There are many structural genes associated in an operon system. These direct the synthesis of the mRNA and govern the sequence of amino acids in a protein molecule. Each structural gene might produce a particular kind of protein or all structural genes might regulate the production of a single protein. The activities of the structural gene (synthesis) are controlled by the promoter and operator of the operon system. The most well studied structural genes (z, y and a) are those of the Lac operon system in Escherichia coli.
The operator gene is situated adjacent to the first structural gene. It switches on or switches off the functioning of the structural gene (protein synthesis). In case a structural gene has to be suppressed, a repressor attaches itself to the operator to form an Operator – repressor complex.
In the case of protein synthesis, the operator – repressor complex prevents the transcription by blocking the movement of RNA polymerase. Promoter gene: The promoter gene is continuous with the operator gene and is believed to lie left to it.
It is suggested that RNA polymerase binds to the promoter site during transcription. Three regions have been recognised in the promoter site. These are a) recognition site, initial binding site and the mRNA initiation site (operator site).
(i) Recognition site:
Also called the cga site (catabolic gene activator site), it consists of certain palindromic sequnces of DNA. These symmetrical sections of DNA are recognised by proteins having symmetrically placed sub units.
This site, also called the CRP site (cyclic AMP receptor protein site) binds a CR protein to the promoter gene and thus facilitates the binding of the enzyme RNA polymerase. It has been found that in E.coli CRP combines with cAMP (cyclic adenosine monophosphate) forming a CRP – cAMP complex which binds to the promoter enchancing the binding of RNA polymerase and activates transcription. This regulation is called positive control.
(ii) Initial binding site:
This consists of seven bases (DNA) to which the RNA polymerase binds.

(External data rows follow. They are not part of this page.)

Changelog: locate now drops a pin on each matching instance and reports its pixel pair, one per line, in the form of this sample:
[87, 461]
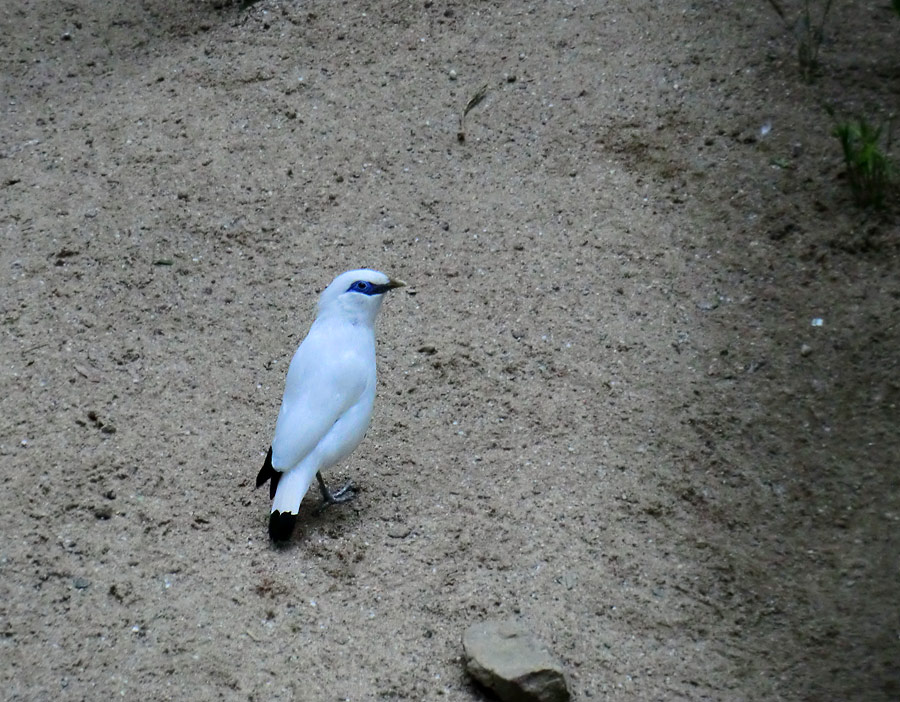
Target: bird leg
[345, 494]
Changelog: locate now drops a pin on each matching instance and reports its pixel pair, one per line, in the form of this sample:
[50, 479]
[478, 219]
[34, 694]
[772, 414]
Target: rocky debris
[507, 659]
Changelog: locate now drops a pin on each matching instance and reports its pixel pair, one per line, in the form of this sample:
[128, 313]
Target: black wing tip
[281, 525]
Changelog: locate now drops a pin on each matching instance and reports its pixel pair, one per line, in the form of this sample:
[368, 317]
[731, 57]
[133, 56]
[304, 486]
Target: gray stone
[507, 659]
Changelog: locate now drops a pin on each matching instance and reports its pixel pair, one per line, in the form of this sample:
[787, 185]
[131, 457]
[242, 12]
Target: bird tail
[290, 490]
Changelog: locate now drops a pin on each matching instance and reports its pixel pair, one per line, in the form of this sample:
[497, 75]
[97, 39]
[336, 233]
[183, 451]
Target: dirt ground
[604, 408]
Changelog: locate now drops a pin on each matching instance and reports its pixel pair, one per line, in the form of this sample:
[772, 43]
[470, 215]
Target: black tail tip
[281, 525]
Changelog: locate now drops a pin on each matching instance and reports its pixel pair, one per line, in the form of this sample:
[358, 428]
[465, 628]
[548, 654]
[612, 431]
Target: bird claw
[345, 494]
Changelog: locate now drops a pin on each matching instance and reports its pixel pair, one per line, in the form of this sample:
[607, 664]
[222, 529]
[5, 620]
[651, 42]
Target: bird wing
[321, 386]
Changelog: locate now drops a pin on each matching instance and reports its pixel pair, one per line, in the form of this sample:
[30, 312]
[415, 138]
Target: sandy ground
[603, 406]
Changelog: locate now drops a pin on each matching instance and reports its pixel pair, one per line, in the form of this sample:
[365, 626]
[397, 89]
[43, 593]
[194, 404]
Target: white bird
[328, 396]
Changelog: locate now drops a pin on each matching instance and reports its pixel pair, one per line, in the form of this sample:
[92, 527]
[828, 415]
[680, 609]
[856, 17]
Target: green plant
[808, 32]
[866, 149]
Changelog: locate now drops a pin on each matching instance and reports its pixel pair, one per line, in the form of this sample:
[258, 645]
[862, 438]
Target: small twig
[473, 101]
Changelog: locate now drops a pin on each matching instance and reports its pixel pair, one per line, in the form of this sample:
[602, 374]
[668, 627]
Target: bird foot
[345, 494]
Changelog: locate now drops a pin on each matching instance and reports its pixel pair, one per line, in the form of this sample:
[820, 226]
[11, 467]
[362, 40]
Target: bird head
[356, 295]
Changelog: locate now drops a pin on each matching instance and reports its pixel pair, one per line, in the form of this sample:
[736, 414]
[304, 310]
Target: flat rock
[507, 659]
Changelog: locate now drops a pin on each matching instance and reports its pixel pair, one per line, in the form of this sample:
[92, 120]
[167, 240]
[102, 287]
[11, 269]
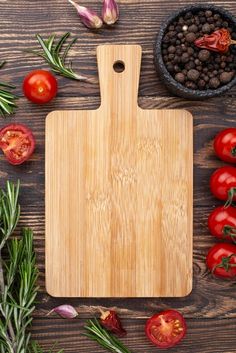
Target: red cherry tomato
[222, 223]
[17, 143]
[40, 86]
[223, 184]
[225, 145]
[166, 329]
[221, 260]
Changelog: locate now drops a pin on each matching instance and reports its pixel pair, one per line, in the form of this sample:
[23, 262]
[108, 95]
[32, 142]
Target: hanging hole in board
[119, 66]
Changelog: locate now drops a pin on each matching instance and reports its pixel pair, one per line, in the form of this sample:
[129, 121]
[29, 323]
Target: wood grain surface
[107, 210]
[210, 309]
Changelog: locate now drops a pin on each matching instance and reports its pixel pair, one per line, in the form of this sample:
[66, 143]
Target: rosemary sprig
[7, 99]
[54, 55]
[97, 333]
[18, 277]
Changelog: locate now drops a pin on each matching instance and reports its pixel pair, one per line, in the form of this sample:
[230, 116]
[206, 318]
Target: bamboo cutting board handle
[119, 89]
[119, 192]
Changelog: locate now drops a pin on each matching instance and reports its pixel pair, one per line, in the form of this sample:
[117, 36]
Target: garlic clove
[66, 311]
[89, 17]
[110, 12]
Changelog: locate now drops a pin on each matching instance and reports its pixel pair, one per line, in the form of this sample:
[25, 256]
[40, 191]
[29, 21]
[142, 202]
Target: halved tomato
[17, 143]
[166, 329]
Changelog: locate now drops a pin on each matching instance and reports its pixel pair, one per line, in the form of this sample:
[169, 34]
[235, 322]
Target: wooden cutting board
[119, 192]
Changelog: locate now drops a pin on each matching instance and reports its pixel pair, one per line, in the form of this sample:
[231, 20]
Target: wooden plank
[208, 336]
[139, 23]
[111, 210]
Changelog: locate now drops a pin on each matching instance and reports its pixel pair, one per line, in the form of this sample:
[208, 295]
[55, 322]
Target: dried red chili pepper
[110, 320]
[218, 41]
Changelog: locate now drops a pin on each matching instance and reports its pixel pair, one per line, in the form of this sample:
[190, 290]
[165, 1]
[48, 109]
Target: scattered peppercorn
[190, 37]
[214, 82]
[180, 77]
[204, 55]
[206, 28]
[193, 75]
[226, 77]
[193, 67]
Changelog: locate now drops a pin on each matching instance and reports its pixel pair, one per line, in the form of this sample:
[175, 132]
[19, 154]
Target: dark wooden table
[210, 309]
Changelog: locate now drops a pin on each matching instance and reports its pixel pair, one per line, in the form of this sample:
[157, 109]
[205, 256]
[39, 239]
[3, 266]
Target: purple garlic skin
[110, 12]
[65, 311]
[89, 17]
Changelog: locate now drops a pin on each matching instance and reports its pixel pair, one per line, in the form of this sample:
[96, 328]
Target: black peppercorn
[201, 84]
[171, 49]
[193, 28]
[193, 75]
[188, 15]
[190, 65]
[184, 58]
[214, 82]
[190, 51]
[204, 55]
[190, 37]
[180, 35]
[206, 28]
[193, 67]
[226, 77]
[191, 85]
[208, 13]
[180, 77]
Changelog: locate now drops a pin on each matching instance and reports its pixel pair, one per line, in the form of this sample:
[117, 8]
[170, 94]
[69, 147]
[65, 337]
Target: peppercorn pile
[193, 67]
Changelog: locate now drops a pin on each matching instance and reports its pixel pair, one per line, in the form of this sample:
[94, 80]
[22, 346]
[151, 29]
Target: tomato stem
[230, 231]
[233, 151]
[231, 194]
[225, 263]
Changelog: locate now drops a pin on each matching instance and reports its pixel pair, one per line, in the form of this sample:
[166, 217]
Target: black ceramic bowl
[175, 87]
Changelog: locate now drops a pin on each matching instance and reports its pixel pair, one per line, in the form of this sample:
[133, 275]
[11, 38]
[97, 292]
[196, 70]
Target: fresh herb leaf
[97, 333]
[52, 52]
[18, 278]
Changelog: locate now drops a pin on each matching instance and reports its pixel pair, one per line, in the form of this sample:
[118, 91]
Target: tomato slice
[166, 329]
[17, 143]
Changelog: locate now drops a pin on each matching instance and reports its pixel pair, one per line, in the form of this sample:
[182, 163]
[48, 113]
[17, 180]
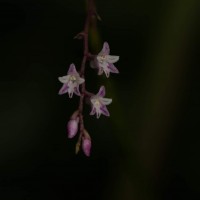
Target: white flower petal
[80, 80]
[112, 59]
[64, 79]
[106, 101]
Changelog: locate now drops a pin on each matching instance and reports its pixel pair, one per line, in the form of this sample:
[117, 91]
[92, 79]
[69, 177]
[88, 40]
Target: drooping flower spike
[99, 103]
[104, 62]
[71, 82]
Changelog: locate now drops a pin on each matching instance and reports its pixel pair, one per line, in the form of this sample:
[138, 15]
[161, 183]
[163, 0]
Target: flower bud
[72, 127]
[86, 143]
[86, 146]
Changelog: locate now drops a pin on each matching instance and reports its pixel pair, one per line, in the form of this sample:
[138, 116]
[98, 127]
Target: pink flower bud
[86, 146]
[72, 127]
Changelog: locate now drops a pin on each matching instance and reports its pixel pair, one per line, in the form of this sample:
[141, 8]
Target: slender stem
[86, 54]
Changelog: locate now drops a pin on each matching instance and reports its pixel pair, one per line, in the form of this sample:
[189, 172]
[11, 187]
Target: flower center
[97, 103]
[102, 58]
[72, 79]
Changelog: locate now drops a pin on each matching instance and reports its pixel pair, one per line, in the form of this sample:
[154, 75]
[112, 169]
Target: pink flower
[71, 82]
[104, 62]
[99, 103]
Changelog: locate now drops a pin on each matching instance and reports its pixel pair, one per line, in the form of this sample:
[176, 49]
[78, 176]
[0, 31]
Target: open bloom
[71, 82]
[99, 103]
[104, 62]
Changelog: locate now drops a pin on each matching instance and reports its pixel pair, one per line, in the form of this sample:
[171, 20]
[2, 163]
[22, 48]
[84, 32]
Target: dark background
[148, 148]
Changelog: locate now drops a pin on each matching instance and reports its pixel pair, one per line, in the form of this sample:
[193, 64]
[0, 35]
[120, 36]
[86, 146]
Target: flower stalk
[103, 62]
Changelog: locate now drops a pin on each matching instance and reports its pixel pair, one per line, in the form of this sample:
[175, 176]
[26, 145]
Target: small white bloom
[104, 62]
[71, 82]
[99, 103]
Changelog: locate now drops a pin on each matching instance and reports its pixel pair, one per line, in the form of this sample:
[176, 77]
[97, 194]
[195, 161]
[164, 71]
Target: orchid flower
[71, 82]
[104, 62]
[99, 103]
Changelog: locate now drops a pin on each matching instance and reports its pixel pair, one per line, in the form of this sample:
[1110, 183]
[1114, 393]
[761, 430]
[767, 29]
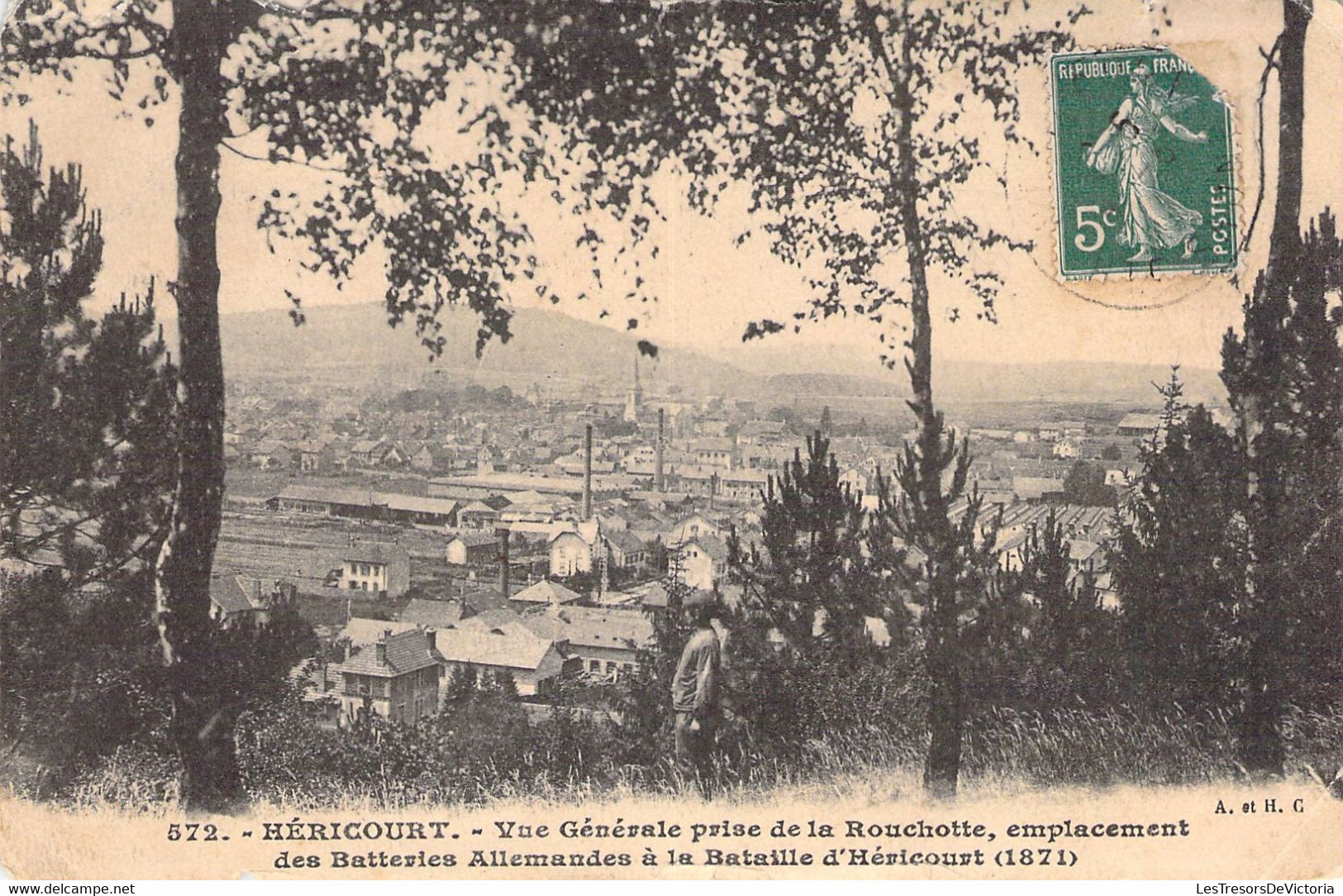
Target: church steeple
[636, 399]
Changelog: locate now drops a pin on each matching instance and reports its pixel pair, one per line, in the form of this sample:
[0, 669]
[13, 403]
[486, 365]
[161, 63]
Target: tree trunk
[202, 724]
[941, 767]
[1260, 745]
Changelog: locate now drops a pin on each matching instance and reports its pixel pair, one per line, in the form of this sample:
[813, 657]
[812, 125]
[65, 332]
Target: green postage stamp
[1143, 171]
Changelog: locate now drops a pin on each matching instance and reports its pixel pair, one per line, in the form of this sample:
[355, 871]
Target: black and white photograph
[666, 440]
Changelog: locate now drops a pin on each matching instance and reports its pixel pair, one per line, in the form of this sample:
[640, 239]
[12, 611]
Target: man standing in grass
[694, 692]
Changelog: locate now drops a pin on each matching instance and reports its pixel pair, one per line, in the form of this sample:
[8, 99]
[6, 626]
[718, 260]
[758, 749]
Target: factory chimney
[502, 535]
[657, 449]
[587, 473]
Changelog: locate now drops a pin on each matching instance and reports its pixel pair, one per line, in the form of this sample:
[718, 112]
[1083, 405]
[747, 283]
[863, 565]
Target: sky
[709, 288]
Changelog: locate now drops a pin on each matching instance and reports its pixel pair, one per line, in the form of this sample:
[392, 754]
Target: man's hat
[702, 598]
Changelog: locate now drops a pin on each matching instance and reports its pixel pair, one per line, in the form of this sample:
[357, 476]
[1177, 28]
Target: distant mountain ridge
[554, 350]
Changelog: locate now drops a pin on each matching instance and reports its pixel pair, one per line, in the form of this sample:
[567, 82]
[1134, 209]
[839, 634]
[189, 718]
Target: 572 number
[193, 832]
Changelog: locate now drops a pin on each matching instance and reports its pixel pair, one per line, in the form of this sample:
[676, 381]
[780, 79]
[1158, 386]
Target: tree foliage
[86, 406]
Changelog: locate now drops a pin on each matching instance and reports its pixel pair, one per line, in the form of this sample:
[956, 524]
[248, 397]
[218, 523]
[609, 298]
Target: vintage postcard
[508, 440]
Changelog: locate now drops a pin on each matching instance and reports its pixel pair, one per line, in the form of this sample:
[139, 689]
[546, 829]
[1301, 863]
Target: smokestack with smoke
[657, 468]
[587, 473]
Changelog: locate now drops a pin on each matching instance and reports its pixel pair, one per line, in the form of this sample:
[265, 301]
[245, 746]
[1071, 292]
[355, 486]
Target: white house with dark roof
[398, 677]
[605, 640]
[472, 547]
[547, 593]
[433, 614]
[702, 560]
[498, 640]
[626, 550]
[380, 569]
[234, 598]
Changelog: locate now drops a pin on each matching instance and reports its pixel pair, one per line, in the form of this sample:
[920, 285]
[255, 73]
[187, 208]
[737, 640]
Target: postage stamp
[1143, 165]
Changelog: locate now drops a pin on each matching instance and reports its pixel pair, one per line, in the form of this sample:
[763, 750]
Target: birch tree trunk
[1260, 746]
[202, 728]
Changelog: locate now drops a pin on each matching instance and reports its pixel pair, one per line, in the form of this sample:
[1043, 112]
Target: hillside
[567, 355]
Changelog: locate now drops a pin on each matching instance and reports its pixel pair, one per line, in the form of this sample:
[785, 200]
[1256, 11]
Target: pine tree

(iii) RNA initiation site:
The site where transcription begins is called initiation site. This is the region overlapping with the operator region. Regulator gene: The regulator gene directs the activity of the operator gene by producing inhibitor proteins called repressors. This repressor protein binds to the operator gene and blocks the path of RNA polymerase, thus preventing transcription. If an inducer is present in the system, it binds to the repressor which undergoes conformational change and becomes inactive. As the inactive repressor cannot bind to the promoter, the strucutral genes get activated and protein synthesis continues.
Briefly explain the modern concept of protein synthesis? Modern concept of protein synthesis. The biogenetic process which assembles and links the specific amino acids in specific sequence to form protein molecules is depicted as the central dogma of protein synthesis. Replication Transcription Translation
At the time of protein synthesis under the activity of certain enzymes the DNA helix unwinds and separates. One of the DNA strand acts as the template and synthesises a particular RNA strand as its complimentary strand by attracting the 4 types of ribonucleotides found in the nuclear medium.
The base sequence on the RNA strand is complimentary and determined by those on the DNA strand. In the process, the genetic message of the DNA (base sequence) is transcribed on the m RNA strand. This is called transcription and is catalysed by an enzyme, DNA dependent RNA Polymerase.
The mRNA with transcribed genetic code diffuses out of the nucleus and arrives at the site of protein synthesis – the ribosomes. The separated DNA strands recoil to form the double helix.
Translation of the genetic code takes place by the coordination of ribosomes, mRNA, rRNA, tRNA amino acids and enzymes. The mRNA strand runs through a cluster of 7 or more activated ribosomes, forming polyribosomes.
Meanwhile the amino acids in the cytoplasm get activated and charged with energy. This is promoted by ATP. The activated amino acids become chemically bound with specific tRNA at its end under the action of an enzyme. This is called amino acid tRNA complex. Many such ‘complexes’ are transferred to the polyribosomes.
Each tRNA has a ‘binding site’ bearing triplet bases called the anticodons, which are complimentary to specific triplet codon, on the RNA. Chemical binding occurs between the complimentary codon of mRNA and anticodon of different tRNA complexes.
As the ‘ b i n d i n g’ goes on, the amino acids carried by each tRNA link with one another forming a peptide chain of protein molecule. By the time the mRNA passes off the last ribosome of the polyribosome, the mRNA and peptide chain of protein are released under the action of R1 and R2 factors. The ribosome and tRNAs are also released.